GABON - LIBREVILLE LE 10 AOÛT 2012 - Très en vogue dans les métropoles des pays de l’Afrique de l’Ouest notamment, le transport urbain ou suburbain par moto-taxi semble vouloir émerger dans la capitale gabonaise. Jean François Ntoutoume, maire Libreville, ne l’entend cependant pas de cette oreille.

Dans un communiqué publié ce 8 août dans le quotidien L’union, l’édile de Libreville Search Libreville a rappelé à cet effet que «les modes de transport reconnus par la loi et les actes en vigueur en République gabonaise sont le transport ferroviaire, aérien, terrestre, fluvial, le transport urbain et suburbain».

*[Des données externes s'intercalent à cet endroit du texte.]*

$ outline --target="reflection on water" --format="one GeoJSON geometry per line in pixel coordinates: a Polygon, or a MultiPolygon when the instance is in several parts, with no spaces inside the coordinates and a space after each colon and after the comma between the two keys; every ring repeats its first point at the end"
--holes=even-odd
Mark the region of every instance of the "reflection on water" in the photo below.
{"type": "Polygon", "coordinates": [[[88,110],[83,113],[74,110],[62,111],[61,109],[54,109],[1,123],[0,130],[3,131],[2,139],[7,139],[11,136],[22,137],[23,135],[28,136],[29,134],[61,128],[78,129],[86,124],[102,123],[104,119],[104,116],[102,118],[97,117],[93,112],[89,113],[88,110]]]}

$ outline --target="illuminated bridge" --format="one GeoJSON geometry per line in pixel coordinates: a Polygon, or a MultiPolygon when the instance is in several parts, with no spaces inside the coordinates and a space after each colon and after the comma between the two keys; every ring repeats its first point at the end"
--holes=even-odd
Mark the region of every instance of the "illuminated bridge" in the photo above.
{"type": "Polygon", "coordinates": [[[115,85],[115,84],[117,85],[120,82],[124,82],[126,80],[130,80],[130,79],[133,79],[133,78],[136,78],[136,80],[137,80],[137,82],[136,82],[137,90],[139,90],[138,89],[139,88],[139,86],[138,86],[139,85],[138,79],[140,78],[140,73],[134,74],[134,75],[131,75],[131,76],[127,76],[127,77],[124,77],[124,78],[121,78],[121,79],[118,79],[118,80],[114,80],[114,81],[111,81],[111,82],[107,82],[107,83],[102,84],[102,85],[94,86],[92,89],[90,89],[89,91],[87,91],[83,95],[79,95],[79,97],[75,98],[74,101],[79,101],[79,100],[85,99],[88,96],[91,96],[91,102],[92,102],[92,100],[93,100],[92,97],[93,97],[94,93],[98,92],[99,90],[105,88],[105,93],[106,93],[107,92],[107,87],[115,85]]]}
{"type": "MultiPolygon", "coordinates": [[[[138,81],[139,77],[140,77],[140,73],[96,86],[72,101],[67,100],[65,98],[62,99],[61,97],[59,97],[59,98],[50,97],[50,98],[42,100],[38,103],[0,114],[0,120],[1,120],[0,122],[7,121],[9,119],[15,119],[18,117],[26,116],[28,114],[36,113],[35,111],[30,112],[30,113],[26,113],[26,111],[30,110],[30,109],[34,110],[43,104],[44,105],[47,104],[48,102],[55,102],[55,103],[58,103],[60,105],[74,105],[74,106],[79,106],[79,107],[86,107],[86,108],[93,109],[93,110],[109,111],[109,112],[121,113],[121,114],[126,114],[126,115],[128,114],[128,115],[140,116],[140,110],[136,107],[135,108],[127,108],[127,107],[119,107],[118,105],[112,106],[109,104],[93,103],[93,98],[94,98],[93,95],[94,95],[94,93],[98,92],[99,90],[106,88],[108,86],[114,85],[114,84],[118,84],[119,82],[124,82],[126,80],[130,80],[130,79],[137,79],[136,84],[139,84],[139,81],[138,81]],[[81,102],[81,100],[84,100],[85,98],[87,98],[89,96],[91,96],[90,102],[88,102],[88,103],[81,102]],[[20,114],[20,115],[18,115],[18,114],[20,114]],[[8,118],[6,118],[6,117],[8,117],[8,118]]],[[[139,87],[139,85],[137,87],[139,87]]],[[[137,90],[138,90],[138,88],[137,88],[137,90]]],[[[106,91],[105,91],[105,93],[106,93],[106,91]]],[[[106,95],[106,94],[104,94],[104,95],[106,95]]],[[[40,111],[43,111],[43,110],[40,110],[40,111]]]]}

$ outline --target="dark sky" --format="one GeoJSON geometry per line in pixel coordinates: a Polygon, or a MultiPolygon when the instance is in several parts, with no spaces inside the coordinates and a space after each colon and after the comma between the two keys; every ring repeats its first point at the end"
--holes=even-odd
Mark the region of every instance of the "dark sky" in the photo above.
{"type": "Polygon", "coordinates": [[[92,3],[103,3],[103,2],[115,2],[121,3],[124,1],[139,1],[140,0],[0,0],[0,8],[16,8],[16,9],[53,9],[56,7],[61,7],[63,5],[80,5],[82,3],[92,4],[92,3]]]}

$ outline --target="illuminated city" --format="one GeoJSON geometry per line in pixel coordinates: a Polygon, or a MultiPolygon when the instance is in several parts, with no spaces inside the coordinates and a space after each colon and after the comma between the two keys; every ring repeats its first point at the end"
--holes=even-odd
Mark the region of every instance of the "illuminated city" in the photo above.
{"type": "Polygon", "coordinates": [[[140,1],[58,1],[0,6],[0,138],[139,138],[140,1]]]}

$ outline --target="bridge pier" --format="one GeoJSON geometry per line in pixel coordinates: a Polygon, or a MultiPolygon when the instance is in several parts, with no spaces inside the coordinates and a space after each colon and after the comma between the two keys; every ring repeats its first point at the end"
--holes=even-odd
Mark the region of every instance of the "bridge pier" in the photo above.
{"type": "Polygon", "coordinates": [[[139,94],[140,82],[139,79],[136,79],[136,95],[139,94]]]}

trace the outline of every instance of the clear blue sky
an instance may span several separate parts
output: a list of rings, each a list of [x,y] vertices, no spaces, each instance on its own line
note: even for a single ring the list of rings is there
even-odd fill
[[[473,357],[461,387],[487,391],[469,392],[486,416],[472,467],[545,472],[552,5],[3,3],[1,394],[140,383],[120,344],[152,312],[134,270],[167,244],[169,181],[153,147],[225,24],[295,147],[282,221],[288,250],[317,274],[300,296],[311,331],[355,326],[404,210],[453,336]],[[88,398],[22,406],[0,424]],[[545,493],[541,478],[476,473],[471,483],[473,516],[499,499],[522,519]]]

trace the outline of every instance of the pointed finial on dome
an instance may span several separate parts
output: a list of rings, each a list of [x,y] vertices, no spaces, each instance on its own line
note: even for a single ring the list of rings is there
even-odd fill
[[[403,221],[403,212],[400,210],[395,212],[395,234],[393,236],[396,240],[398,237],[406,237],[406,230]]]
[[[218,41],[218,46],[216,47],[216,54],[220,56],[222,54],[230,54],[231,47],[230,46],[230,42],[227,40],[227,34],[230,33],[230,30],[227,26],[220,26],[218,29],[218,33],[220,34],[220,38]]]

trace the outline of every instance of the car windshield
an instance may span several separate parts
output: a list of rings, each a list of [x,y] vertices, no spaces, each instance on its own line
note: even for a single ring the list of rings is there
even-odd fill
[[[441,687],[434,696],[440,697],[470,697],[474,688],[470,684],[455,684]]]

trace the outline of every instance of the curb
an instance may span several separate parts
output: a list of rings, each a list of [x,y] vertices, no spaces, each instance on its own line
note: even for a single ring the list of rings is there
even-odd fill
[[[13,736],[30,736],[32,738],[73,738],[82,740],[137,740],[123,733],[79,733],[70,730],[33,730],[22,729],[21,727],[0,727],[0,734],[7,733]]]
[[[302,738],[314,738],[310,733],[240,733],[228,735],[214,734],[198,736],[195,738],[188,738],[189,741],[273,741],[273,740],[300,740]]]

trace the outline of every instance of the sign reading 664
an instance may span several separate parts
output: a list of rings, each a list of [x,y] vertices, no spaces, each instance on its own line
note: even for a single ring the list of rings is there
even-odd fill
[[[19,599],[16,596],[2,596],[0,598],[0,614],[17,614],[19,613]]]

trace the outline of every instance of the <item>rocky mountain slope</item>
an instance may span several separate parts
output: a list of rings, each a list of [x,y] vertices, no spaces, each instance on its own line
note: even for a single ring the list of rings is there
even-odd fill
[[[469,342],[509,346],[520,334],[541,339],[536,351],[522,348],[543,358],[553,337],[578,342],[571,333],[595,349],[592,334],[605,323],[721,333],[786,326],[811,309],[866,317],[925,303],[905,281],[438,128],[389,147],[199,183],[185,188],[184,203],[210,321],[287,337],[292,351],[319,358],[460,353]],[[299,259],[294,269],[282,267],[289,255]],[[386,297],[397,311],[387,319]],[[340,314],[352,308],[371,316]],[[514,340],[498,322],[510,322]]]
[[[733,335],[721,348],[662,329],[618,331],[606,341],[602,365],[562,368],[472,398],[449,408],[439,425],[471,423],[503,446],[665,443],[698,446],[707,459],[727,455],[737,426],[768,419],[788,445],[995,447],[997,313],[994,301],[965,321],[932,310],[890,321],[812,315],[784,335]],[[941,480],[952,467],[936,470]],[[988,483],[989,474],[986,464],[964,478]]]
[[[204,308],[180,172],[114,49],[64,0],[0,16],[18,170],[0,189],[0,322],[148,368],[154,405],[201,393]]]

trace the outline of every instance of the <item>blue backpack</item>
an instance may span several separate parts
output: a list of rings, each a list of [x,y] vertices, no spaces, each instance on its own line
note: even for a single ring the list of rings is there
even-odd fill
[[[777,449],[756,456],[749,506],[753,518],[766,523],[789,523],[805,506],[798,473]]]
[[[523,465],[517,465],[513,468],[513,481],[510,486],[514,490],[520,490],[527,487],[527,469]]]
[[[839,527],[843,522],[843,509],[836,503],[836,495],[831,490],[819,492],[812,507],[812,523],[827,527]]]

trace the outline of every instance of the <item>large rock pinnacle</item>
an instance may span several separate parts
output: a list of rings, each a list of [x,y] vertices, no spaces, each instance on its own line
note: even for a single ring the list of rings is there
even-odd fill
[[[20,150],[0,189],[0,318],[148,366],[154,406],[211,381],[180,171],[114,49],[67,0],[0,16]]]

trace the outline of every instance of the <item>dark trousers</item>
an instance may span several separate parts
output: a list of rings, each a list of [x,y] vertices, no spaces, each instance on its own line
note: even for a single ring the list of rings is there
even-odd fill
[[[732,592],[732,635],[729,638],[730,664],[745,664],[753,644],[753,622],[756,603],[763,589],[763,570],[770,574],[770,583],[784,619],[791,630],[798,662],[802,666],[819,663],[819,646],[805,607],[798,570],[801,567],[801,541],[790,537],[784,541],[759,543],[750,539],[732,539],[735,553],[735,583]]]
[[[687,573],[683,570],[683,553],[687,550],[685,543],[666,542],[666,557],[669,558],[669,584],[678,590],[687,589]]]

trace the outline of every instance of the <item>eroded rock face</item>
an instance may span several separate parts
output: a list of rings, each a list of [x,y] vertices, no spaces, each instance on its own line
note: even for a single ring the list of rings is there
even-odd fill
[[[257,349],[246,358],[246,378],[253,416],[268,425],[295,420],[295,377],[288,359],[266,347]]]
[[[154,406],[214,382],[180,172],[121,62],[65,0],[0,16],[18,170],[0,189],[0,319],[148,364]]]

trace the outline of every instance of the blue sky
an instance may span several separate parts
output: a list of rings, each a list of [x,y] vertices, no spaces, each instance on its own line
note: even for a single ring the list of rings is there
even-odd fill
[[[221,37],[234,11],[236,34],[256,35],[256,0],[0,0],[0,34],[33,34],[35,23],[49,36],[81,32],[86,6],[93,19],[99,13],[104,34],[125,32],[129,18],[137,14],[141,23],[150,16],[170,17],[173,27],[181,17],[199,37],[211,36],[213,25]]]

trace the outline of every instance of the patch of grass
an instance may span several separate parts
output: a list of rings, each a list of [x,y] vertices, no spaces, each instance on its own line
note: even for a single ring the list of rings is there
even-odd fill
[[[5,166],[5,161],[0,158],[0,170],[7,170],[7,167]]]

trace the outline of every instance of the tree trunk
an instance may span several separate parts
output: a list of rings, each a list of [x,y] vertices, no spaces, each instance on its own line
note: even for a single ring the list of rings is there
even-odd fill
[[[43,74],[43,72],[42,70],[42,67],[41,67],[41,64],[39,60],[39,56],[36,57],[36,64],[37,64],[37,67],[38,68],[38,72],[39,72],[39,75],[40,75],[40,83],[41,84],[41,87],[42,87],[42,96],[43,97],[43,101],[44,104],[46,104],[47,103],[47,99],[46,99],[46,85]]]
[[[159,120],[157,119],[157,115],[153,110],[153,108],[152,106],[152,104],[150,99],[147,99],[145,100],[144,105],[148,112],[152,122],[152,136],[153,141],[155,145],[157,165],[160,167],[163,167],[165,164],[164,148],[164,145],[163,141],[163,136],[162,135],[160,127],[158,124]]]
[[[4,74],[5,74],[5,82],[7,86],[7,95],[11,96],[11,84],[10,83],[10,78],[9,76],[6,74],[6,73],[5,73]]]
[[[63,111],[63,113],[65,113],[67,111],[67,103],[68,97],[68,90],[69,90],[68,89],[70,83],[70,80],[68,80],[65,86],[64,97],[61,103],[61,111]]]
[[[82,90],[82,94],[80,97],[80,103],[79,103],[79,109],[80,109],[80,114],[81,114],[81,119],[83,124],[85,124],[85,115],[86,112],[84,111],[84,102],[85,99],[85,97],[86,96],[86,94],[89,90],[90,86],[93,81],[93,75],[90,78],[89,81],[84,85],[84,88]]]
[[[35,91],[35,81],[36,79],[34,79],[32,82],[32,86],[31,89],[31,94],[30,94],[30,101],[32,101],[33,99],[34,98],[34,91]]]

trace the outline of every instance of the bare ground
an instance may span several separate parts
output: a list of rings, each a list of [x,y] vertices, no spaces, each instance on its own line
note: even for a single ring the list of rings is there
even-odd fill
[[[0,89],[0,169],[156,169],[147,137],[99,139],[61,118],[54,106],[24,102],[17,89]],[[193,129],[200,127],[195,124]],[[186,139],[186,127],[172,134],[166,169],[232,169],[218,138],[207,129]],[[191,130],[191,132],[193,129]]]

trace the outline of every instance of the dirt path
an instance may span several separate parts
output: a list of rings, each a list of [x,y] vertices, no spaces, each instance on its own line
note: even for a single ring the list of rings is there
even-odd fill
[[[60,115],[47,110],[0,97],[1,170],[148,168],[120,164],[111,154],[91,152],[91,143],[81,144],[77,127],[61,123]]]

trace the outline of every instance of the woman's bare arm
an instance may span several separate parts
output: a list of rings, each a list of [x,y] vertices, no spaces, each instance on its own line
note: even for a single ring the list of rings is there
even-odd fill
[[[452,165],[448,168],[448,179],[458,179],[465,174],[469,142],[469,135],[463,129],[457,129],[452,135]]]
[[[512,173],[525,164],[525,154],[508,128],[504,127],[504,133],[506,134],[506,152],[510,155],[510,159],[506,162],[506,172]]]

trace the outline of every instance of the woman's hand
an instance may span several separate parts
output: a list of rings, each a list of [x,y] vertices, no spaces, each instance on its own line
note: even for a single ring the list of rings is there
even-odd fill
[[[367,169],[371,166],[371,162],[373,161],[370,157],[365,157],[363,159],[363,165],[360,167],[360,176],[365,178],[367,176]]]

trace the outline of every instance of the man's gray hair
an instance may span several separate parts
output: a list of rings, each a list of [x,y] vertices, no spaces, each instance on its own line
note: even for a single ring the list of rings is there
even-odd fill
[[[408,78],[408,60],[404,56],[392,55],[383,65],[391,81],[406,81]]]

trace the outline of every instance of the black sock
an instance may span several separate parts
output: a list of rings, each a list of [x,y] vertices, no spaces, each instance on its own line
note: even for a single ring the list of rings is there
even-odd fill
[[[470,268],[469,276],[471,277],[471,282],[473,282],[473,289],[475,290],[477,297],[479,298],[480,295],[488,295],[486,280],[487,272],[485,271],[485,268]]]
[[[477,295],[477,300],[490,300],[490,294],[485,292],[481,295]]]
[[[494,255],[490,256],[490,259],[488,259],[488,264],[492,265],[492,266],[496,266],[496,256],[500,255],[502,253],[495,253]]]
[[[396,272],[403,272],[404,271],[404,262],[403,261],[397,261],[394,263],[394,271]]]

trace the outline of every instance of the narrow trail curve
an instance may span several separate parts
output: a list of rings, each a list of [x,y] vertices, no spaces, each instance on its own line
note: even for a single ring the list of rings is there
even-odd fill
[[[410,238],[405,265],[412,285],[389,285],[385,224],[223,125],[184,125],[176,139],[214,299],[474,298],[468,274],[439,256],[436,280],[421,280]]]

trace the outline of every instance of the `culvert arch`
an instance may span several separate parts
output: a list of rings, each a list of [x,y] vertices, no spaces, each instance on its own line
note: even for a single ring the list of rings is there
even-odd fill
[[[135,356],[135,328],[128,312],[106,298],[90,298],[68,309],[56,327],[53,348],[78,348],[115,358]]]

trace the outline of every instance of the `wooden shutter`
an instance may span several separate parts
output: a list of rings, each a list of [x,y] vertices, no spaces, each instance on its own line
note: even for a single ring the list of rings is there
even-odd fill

Ainsi, poursuit le texte, «le transport urbain ou suburbain par motocycle exercé depuis quelques temps par des concitoyens mal inspirés ou éventuellement nostalgiques de ce mode de transport en usage dans certaines villes des pays frères, ne saurait être permis dans le périmètre communal de Libreville». En conséquence, avertit Jean François Ntoutoume, «toute personne prise en flagrant délit de la pratique illicite de ce mode de transport, susceptible de mettre en danger la vie de nos administrés, sera sanctionnée conformément à la réglementation en vigueur et son véhicule sera confisqué».

Depuis quelques années dans de nombreux pays d’Afrique centrale et de l’Ouest, la moto-taxi s’est imposée comme un nouveau moyen de transport, économique et rapide, pour faire face au déficit de véhicules dans les transports publics. Appelés Bend-Skin au Cameroun, zémidjans ou zem au Bénin ou au Togo, les moto-taxis sont des moyens de déplacement de proximité à moindre coût. Ils connaissent un essor sans précédent devenant même dans certains pays le principal moyen de transport public et un outil de développement économique de tout premier ordre. On en dénombre, par exemple jusqu’à 170 000, au Bénin, 40 000 engins au Togo. Il représente environ 80% des moyens de transport public et a totalement supplanté les voitures souvent bloquées dans les embouteillages et inutilisables dans certaines ruelles de Lomé.

Toutefois, la prolifération de ce mode de transport s’est accompagnée d’une hausse des accidents de la circulation, très souvent mortels, dans ces villes. Par ailleurs, la mauvaise qualité du mélange de carburant utilisé par ces milliers de moto-taximen, le mauvais réglage des carburateurs, la vétusté des motos et leur manque d’entretien ont fortement contribué à la dégradation de l’air, au point que Cotonou est devenue l’une des villes les plus polluées du monde. Une étude de l’Organisation mondiale de la santé (OMS) sur la pollution au Bénin démontre une fréquence importante des infections respiratoires aiguës et du développement d’un certain nombre de symptômes neurologiques, principalement chez les tout petits. Le taxi-moto comporte donc des dangers que Ntoutoume Emane entend étouffer dès l’apparition des prémices.